Well, mostly. There, at the time, being a three-year waiting list for new phone lines, listeners had to walk up the hill and knock on the caravan-door if they wanted a request played.
This all went swimmingly until one day when I was presented with a little old lady who said, “It’s great that the young people of Tramore have something to listen to. Just one little thing; why don’t you play ‘The Angelus’?”
I couldn’t for the life of me fathom why my “I’m sorry, but we don’t have any of their records” reply elicited such a negative response from the OAP in question.

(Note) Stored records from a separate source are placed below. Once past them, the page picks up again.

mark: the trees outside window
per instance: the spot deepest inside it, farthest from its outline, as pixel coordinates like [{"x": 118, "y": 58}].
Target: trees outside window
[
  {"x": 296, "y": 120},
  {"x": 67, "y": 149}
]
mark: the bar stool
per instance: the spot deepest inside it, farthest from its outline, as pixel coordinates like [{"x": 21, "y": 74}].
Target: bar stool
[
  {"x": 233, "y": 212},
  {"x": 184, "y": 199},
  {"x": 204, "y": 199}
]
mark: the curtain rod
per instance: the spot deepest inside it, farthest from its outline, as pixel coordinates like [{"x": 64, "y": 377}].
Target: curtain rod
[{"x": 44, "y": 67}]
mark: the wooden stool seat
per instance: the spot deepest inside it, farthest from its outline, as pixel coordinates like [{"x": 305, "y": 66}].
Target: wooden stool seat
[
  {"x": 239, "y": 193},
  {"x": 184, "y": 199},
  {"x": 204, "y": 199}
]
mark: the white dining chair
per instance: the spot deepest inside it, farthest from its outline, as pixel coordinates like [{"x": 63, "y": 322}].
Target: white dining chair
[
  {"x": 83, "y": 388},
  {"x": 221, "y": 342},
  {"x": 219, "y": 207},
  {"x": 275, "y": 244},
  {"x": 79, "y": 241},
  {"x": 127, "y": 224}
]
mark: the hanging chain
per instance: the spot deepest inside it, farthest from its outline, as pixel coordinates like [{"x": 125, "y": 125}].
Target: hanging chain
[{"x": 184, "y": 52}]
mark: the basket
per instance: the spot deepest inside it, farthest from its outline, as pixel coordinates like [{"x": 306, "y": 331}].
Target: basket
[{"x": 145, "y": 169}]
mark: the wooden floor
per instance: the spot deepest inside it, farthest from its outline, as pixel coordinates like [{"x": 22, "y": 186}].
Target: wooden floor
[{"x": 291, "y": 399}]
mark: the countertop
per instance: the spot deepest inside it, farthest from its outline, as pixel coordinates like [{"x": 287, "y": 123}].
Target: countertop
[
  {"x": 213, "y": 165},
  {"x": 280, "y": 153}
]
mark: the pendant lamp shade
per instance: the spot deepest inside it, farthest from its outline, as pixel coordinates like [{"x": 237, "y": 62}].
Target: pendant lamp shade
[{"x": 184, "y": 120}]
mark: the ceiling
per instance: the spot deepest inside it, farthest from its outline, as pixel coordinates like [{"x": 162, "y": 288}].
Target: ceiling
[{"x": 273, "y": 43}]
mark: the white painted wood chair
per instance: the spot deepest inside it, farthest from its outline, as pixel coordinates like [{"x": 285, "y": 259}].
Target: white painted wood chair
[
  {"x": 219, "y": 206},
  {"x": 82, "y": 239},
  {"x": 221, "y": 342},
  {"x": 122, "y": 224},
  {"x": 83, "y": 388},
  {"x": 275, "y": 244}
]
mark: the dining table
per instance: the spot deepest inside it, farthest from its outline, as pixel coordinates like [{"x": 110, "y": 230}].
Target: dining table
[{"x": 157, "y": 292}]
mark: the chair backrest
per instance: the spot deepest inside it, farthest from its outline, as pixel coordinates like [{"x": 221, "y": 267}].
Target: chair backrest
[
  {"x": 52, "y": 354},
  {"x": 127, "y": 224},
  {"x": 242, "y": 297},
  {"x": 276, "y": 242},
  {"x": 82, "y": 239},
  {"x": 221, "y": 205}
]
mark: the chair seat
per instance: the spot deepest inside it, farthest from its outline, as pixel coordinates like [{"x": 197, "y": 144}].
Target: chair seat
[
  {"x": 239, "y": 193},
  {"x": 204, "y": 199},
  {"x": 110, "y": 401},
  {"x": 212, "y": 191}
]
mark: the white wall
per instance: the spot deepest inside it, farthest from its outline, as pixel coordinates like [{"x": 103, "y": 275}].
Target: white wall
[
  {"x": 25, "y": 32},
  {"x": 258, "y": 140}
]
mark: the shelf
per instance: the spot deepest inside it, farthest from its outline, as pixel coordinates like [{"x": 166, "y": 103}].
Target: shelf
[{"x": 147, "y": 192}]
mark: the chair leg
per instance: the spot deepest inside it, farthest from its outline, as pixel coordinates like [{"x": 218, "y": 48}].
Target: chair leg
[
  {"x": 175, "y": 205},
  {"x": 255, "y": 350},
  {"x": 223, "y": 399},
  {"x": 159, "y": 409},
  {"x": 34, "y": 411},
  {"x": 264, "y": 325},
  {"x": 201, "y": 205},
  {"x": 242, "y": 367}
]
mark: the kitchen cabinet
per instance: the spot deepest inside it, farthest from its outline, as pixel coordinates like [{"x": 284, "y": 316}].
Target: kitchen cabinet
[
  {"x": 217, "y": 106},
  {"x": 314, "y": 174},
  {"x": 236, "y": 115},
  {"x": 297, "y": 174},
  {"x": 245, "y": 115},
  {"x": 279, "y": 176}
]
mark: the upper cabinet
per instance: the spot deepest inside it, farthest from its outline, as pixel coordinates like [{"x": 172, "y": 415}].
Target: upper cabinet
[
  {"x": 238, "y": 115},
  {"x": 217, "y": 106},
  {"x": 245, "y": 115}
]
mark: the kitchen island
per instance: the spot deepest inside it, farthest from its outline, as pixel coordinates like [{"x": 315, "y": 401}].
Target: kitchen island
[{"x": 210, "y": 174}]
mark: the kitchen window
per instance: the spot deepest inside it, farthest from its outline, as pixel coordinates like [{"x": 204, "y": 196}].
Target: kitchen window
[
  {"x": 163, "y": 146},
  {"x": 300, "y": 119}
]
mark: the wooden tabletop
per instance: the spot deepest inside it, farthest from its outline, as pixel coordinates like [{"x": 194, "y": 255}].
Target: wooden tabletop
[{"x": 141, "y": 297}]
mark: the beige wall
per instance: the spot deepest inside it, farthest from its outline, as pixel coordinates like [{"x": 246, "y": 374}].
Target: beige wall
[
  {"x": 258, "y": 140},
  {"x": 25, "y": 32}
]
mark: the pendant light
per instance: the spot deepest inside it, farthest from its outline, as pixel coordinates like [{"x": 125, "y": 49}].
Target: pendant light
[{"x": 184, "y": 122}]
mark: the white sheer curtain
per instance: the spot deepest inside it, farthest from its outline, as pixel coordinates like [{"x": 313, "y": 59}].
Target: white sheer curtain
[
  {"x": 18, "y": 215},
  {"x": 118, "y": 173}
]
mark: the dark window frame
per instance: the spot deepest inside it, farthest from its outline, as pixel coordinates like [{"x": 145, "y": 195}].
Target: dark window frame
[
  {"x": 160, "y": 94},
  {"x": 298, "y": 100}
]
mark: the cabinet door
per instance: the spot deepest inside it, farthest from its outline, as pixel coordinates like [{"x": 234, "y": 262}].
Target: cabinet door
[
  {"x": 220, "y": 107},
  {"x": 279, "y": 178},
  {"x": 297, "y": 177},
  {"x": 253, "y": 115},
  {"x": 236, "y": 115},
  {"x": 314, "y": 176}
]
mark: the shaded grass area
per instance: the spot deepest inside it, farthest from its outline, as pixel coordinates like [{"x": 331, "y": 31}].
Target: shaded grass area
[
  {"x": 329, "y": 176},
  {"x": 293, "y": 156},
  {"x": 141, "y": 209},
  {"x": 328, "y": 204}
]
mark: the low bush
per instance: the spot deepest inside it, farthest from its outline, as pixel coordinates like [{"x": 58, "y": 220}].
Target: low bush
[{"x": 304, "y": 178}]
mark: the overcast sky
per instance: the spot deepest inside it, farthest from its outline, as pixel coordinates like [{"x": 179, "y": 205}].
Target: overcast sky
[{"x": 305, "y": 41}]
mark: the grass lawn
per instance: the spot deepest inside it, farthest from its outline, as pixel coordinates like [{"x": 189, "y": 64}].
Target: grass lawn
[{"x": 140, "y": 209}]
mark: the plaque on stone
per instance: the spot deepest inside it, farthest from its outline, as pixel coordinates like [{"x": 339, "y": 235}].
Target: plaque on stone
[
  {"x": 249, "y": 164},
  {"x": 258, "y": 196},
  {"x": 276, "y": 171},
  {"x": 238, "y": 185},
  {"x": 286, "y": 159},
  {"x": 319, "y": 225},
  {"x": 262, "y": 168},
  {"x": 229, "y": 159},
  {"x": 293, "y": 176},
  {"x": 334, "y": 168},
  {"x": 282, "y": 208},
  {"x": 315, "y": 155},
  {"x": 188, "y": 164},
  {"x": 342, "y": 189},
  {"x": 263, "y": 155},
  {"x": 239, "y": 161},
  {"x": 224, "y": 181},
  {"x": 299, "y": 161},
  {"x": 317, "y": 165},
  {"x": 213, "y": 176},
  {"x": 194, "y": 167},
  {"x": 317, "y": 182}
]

Kevin had given us a crash course in how to pronounce Irish names, but I still made a complete ﬁrst-day balls of Dearbhla (Dee-arr-ber-her-la), Siobhán (Sigh-oh-barn) and Caoimhe (Car-o-im-he). It’s 34 years after the fact, but I’d like to apologise to renowned local tradsters Bodhrán for making an unintentional mockery of their name.
Kevin, Andy and Clive’s previous radio experience, and having Nova to cadge ideas off, meant that ABC sounded pretty damn shit hot. We were certainly a lot more down with the kids than Waterford Local Radio whose primetime presenters included Sister Eucharia, and more technically savvy than Suirside – who had some great DJs – but audio of the two soup cans tied together with string variety.

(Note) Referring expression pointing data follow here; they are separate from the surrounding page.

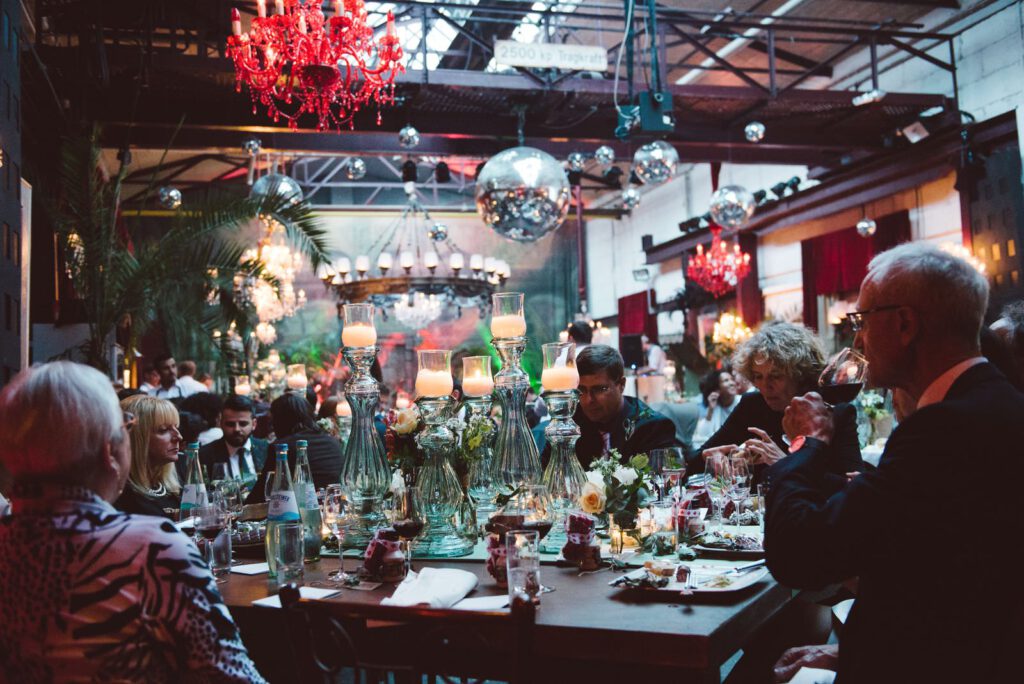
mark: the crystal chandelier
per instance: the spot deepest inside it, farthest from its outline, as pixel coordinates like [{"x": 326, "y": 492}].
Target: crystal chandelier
[
  {"x": 719, "y": 269},
  {"x": 302, "y": 61},
  {"x": 420, "y": 274}
]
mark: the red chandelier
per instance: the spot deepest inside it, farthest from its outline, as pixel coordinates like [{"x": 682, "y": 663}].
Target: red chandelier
[
  {"x": 301, "y": 61},
  {"x": 719, "y": 269}
]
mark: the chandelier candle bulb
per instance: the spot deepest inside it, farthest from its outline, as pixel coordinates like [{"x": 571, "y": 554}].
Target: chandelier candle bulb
[{"x": 358, "y": 335}]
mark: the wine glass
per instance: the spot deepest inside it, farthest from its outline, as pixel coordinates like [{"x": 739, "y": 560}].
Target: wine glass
[{"x": 844, "y": 377}]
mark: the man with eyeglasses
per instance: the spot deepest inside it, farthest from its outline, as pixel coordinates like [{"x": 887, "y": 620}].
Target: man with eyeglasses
[
  {"x": 936, "y": 601},
  {"x": 607, "y": 419}
]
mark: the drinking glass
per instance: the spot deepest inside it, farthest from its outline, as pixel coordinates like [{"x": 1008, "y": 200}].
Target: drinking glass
[
  {"x": 288, "y": 538},
  {"x": 523, "y": 562},
  {"x": 212, "y": 525},
  {"x": 844, "y": 377}
]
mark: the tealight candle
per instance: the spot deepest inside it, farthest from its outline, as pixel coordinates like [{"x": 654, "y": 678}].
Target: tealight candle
[
  {"x": 358, "y": 335},
  {"x": 433, "y": 383}
]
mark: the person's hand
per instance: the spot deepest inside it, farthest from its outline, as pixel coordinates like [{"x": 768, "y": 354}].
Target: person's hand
[
  {"x": 763, "y": 449},
  {"x": 809, "y": 416},
  {"x": 824, "y": 656}
]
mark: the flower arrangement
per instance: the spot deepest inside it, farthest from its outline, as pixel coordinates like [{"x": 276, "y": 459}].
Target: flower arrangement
[{"x": 616, "y": 490}]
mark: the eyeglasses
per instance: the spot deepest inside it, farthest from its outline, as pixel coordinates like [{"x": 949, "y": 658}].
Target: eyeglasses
[{"x": 856, "y": 318}]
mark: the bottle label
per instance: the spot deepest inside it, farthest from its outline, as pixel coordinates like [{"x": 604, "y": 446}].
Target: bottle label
[{"x": 283, "y": 507}]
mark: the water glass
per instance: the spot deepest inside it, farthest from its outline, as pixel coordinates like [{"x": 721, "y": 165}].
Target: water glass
[
  {"x": 523, "y": 562},
  {"x": 288, "y": 538}
]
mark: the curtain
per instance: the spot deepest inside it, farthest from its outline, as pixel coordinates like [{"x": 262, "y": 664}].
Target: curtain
[{"x": 837, "y": 262}]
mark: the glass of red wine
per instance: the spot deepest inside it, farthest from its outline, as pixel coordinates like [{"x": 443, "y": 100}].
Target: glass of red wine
[{"x": 843, "y": 378}]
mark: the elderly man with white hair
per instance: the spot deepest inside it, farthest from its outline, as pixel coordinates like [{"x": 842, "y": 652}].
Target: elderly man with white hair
[
  {"x": 89, "y": 593},
  {"x": 929, "y": 531}
]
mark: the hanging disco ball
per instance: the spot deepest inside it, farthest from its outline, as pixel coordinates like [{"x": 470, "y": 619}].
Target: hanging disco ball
[
  {"x": 355, "y": 169},
  {"x": 631, "y": 198},
  {"x": 755, "y": 131},
  {"x": 170, "y": 198},
  {"x": 866, "y": 227},
  {"x": 409, "y": 137},
  {"x": 732, "y": 206},
  {"x": 437, "y": 232},
  {"x": 655, "y": 162},
  {"x": 605, "y": 156},
  {"x": 280, "y": 184},
  {"x": 522, "y": 194}
]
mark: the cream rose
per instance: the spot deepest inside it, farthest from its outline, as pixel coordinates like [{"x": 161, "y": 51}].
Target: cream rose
[
  {"x": 404, "y": 421},
  {"x": 592, "y": 498}
]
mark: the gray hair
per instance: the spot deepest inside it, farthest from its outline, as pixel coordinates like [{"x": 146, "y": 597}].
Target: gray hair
[
  {"x": 947, "y": 292},
  {"x": 56, "y": 420}
]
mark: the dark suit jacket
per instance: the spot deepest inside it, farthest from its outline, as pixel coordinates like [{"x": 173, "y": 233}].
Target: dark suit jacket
[
  {"x": 640, "y": 430},
  {"x": 841, "y": 458},
  {"x": 216, "y": 452},
  {"x": 325, "y": 457},
  {"x": 930, "y": 533}
]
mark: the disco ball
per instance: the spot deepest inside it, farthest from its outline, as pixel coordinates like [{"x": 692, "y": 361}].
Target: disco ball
[
  {"x": 577, "y": 161},
  {"x": 631, "y": 198},
  {"x": 409, "y": 137},
  {"x": 866, "y": 227},
  {"x": 655, "y": 162},
  {"x": 732, "y": 206},
  {"x": 755, "y": 131},
  {"x": 169, "y": 197},
  {"x": 355, "y": 169},
  {"x": 522, "y": 194},
  {"x": 280, "y": 184},
  {"x": 605, "y": 156},
  {"x": 437, "y": 232}
]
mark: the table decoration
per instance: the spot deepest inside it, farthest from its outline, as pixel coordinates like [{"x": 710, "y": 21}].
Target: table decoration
[{"x": 365, "y": 473}]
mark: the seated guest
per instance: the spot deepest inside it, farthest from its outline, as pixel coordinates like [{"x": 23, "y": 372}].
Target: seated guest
[
  {"x": 609, "y": 420},
  {"x": 154, "y": 486},
  {"x": 244, "y": 454},
  {"x": 782, "y": 360},
  {"x": 719, "y": 393},
  {"x": 90, "y": 593},
  {"x": 920, "y": 313},
  {"x": 293, "y": 420}
]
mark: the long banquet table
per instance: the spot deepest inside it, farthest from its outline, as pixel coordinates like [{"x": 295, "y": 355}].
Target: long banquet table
[{"x": 586, "y": 630}]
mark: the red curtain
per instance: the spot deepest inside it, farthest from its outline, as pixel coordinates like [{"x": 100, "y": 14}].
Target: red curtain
[{"x": 837, "y": 262}]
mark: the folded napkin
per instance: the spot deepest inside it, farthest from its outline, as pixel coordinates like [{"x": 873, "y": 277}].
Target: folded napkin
[{"x": 437, "y": 587}]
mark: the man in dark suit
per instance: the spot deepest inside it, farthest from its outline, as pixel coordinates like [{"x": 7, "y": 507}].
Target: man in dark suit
[
  {"x": 609, "y": 420},
  {"x": 244, "y": 454},
  {"x": 936, "y": 600}
]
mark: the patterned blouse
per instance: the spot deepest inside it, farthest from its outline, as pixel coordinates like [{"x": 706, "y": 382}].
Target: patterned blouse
[{"x": 88, "y": 593}]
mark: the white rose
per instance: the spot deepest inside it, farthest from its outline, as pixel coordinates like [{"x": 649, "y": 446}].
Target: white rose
[
  {"x": 592, "y": 498},
  {"x": 626, "y": 475}
]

When towards the end of 1981 [1982?] our mast was cut down, it was a DJ we’d sacked for stealing records that wielded the hacksaw rather than one of our competitors who had no interest in triggering a pirate war that would cost us all dearly.
Like Chris Cary, we were more interested in what sounded good on the radio than was in the charts, with John Ratcliff’s ‘Kerry Girl’, Loverboy’s ‘Everybody Working For The Weekend’, Michael Franks’ ‘Rainy Night In Tokyo’, .38 Special’s ‘Caught Up In You’, Toto’s ‘Africa’, Auto Da Fe’s ‘November November’, Wah Heat’s ‘The Story Of The Blues’, Steve Miller’s ‘Abracadabra’, J. Geils Band’s ‘Centrefold’, Quaterﬂash’s ‘Harden My Heart’ and Bertie Higgins’ ‘Key Largo’ (“We had it all, just like Bogie and Bacall…”) among the 7” singles we wore smooth.
One of our stranger A-List picks was The Wolf Tones’ paen to the Irish founder of the Argentine navy, ‘Admiral William Brown’, which was played during the Falklands War to demonstrate that we weren’t ﬂag-waving Little Englanders. Had Margaret Thatcher found out, I’m sure we’d have been done for treason.
In addition to my weekday 7am-10am breakfast shift, I bagged myself the Wednesday night rock show, which organised a mini listeners’ outing to Dalymount Park in August 1983 for Black Sabbath’s Kings Of Rock gig with Mötorhead, Twisted ‘Fucking’ Sister and Anvil whose ‘Metal On Metal’ was a caravan favourite. On the Irish front, we couldn’t get enough of Sweet Savage, The Mama’s Boys or Neuro, a Waterford outﬁt with a penchant for Bowie’s Berlin trilogy who Phil Lynott took a shine to.
At ﬁrst, I was fastidious about getting up at six o’clock to ensure that I was in super-chirpy waking the-Southeast form, but after a few months I’d leave it until two minutes to seven before semi-nakedly crawling out of my bunk, and had to wait until Andy read the news at eight for the chance to stick a pair of trousers on over my Y-fronts. Thank God there weren’t studio webcams back then…
I left Tramore in 1984, but ABC kept broadcasting right up until June 1988 when the new Radio and Television Act – boo! – spoiled the party. By then they’d moved into Waterford city centre, bought themselves a motherfucker of a medium-wave transmitter and joined Nova, Sunshine, South Coast, ERI, Coast 103 and Q102 as one of the aggressively commercial superpirates who didn’t win a licence because they didn’t have any church, GAA, Macra na Feirme or Chamber of Commerce members on the board. Yep, it’s nearly 30 years later and I’m still bitter!